Un dortoir à partager
Je fermais brièvement les yeux afin de me calmer. Sans succès. L'image de deux grands yeux bruns brûlants de fureur s'imposèrent à moi. Encore. Et je savais parfaitement pourquoi. Plus tôt dans la journée, j'avais eu une altercation avec la miss je-sais-tout de Poudlard : Hermione Granger. Ce n'était pas la première fois qu'une dispute éclatait entre nous deux, et certainement pas la dernière. Mais cette fois-ci, la Gryffondore avait riposté plus férocement que d'habitude. Elle qui se contentait habituellement de se défendre avait décidé de contre-attaquer. Et la jeune fille étant qui elle était, elle avait évidemment touché une corde sensible. Elle avait réussi, même si je préférerais mourir que de l'avouer, à faire en sorte que moi : le grand Drago Malefoy, je me sente vulnérable. Bien entendu, personne ne s'était rendu compte qu'elle m'avait déstabilisé.
Le masque de froideur et d'arrogance des Malefoy, plaqué sur mon visage en permanence, avait évité à ma réputation d'en être ébranlée. Et pourtant, les paroles de la Gryffondore s'étaient insinuées sous mon masque, dans lequel je plaçais sans relâche tant d'efforts. C'était épuisant de toujours paraître, sans jamais vraiment être. Mais c'était le prix à payer quand on portait mon nom de famille. Je l'avais appris à mes dépends il y a déjà bien longtemps.

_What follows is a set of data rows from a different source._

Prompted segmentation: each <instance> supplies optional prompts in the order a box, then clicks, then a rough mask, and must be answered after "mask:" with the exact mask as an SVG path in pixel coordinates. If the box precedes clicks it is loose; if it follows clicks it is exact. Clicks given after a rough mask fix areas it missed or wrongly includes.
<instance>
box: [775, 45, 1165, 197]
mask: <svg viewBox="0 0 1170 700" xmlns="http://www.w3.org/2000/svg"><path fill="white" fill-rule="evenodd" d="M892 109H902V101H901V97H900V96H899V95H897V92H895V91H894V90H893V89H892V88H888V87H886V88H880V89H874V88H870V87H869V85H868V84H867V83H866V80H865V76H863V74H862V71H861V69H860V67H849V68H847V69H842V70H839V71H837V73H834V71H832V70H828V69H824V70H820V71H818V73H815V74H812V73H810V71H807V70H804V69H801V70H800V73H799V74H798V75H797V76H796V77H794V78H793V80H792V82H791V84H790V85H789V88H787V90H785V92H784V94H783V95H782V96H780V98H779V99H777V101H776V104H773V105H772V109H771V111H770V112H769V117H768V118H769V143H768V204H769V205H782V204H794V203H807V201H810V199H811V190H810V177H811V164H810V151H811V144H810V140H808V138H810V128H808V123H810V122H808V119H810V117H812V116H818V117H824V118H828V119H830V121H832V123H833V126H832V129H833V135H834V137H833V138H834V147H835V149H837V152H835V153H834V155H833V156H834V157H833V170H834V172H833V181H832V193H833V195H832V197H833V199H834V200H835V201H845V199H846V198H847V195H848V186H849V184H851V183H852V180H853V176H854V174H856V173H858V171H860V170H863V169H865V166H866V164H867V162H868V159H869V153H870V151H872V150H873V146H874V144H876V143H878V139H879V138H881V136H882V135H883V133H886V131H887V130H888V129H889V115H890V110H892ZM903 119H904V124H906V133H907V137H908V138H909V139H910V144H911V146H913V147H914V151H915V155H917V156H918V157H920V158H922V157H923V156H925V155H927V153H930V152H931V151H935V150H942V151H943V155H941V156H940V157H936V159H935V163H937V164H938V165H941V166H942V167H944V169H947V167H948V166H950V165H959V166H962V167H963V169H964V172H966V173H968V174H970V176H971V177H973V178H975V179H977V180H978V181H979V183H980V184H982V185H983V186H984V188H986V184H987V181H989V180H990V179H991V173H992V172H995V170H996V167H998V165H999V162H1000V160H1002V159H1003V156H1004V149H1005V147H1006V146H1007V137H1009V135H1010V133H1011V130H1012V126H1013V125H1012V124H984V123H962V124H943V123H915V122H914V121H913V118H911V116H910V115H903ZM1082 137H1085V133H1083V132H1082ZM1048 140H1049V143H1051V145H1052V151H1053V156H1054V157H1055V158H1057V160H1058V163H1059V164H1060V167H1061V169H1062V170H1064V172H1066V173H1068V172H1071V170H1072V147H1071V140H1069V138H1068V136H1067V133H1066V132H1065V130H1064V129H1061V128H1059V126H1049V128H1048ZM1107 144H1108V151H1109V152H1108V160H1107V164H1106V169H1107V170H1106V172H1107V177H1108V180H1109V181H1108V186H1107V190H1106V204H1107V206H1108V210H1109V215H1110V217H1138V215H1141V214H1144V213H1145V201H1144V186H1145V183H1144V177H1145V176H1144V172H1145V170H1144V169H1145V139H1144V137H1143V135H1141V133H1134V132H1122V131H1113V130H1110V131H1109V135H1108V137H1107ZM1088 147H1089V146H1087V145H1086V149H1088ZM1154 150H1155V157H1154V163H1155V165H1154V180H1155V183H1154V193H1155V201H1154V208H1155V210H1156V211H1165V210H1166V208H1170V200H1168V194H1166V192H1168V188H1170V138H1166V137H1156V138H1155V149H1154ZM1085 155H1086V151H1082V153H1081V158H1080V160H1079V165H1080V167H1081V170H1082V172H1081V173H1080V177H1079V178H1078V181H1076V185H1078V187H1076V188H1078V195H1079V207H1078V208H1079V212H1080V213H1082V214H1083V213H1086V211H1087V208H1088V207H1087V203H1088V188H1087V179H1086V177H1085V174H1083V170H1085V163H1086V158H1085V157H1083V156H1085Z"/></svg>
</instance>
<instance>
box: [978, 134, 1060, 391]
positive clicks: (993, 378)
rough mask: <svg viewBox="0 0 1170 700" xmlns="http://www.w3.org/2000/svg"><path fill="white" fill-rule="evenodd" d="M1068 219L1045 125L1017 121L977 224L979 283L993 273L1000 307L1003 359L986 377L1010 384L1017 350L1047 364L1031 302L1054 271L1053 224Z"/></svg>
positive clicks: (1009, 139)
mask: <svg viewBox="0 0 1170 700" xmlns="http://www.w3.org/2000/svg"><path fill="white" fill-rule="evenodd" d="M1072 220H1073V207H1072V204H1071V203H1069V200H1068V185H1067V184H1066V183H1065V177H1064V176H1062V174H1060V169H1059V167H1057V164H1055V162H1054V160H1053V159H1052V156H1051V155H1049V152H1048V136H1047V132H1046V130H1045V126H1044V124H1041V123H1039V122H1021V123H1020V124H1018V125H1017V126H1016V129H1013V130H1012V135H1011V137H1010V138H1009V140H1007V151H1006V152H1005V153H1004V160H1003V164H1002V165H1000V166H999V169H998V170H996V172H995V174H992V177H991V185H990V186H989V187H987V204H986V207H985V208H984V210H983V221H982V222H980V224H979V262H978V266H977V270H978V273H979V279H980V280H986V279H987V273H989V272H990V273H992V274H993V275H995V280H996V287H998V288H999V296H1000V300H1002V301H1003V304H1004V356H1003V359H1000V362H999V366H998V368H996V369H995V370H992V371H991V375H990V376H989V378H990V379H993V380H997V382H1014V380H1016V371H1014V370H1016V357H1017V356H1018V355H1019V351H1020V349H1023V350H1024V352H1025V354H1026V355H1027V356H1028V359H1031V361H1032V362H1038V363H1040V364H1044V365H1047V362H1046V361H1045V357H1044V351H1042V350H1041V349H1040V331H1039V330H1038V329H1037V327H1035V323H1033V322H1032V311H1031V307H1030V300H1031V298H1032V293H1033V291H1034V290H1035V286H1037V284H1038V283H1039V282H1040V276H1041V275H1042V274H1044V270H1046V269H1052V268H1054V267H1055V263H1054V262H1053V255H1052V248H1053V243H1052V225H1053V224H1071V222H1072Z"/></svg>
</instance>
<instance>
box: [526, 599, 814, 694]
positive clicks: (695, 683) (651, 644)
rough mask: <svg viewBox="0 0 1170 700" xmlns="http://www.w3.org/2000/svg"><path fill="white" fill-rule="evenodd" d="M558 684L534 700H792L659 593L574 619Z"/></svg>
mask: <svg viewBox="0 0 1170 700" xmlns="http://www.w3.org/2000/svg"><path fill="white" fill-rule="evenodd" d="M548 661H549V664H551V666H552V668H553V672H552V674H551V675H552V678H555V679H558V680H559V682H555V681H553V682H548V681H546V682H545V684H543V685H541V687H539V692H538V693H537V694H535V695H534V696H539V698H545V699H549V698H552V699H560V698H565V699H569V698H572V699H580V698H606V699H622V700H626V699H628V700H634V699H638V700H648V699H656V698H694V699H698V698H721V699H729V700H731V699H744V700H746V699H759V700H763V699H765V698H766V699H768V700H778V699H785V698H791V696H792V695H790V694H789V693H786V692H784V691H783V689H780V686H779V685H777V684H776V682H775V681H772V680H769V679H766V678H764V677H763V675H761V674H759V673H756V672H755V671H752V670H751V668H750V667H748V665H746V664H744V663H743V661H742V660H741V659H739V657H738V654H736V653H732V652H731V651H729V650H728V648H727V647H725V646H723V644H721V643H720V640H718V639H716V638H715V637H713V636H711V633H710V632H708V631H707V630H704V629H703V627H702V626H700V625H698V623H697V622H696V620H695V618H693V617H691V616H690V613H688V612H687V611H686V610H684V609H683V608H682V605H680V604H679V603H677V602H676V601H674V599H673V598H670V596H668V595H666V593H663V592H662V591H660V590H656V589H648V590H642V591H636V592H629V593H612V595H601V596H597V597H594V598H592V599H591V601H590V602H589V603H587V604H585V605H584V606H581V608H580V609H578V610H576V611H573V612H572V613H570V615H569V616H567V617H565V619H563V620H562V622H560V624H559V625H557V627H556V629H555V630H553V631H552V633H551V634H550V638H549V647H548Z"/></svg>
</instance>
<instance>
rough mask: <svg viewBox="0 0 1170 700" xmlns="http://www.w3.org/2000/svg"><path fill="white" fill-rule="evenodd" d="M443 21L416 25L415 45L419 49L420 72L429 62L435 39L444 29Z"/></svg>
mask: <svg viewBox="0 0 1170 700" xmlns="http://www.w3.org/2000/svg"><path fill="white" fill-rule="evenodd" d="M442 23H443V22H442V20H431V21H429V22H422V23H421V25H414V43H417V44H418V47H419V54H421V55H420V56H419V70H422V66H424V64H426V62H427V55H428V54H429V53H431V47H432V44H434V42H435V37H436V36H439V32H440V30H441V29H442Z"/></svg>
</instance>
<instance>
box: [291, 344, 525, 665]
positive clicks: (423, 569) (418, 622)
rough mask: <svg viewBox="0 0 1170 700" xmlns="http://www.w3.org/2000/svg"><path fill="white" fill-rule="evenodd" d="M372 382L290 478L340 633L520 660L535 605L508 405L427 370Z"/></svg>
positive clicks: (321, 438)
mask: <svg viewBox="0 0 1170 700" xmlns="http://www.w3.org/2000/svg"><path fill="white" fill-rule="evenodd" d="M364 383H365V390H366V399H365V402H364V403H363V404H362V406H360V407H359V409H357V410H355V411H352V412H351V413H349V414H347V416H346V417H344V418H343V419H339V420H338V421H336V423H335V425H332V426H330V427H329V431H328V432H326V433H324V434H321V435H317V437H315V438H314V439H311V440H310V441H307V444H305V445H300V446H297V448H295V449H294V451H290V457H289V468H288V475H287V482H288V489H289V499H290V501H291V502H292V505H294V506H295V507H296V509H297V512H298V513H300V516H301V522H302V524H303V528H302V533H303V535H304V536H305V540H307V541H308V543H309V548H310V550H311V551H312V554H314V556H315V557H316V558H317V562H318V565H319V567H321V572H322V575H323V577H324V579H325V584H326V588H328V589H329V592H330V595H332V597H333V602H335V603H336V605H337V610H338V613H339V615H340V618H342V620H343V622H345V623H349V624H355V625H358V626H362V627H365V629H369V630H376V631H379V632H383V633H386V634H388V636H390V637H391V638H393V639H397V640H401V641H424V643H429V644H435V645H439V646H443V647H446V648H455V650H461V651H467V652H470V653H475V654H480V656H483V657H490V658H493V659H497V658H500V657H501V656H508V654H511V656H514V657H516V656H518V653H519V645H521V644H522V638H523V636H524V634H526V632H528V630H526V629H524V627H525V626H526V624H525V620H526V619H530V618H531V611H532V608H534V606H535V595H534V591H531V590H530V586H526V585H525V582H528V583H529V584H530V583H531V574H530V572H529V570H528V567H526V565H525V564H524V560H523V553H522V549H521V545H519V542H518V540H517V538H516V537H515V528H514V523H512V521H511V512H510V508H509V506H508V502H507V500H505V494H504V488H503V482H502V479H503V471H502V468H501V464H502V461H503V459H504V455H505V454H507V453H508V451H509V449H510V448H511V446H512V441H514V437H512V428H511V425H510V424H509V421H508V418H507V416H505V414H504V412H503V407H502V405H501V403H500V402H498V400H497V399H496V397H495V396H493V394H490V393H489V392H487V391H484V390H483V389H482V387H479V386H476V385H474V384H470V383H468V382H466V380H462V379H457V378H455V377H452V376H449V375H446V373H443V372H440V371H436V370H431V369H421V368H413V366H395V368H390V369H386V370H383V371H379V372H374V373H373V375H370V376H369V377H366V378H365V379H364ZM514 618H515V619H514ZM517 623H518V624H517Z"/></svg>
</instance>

Les yeux remplis de colère de ma Némésis ne cessaient de s'infiltrer sous mes paupières. Sans ma permission. A peine cette pensée effleura-t-elle mon esprit, que je sentis une vague de colère froide me submerger. J'étais un Malefoy et en tant que tel, il était inacceptable que les souvenirs d'une simple dispute entre adolescents me tourmentent ainsi. Ce n'était pas digne de moi. Je me devais de tenir mon rang. Encore et toujours. Envers et contre tout. Envers et contre tous. Envers et contre moi-même. La colère qui brûlait en moi se transforma alors en pure détermination. Rien ne viendrait hanter ma conscience sans mon accord. Certainement pas cette satanée Gryffondore, déjà si présente dans ma tête. Et surtout pas maintenant. Je fis donc ce que je faisais de mieux : je refoulais mes pensées – et les sentiments qui les accompagnaient – dans une partie reculée de mon esprit. Lorsque je rouvris les yeux, toute trace d'humanité avait déserté mes prunelles acier. J'étais un parfait Malefoy. Le parfait petit soldat prêt à obéir aux ordres. Après tout, avais-je un jour eu le choix ? Bien sûr que non. J'ajoutais donc le dernier ingrédient à la potion que je préparais sans relâche depuis plusieurs heures, comme on me l'avait ordonné. Une fumée d'un bleu électrique s'échappa de mon chaudron et se répandit dans la salle de classe vide où je me trouvais.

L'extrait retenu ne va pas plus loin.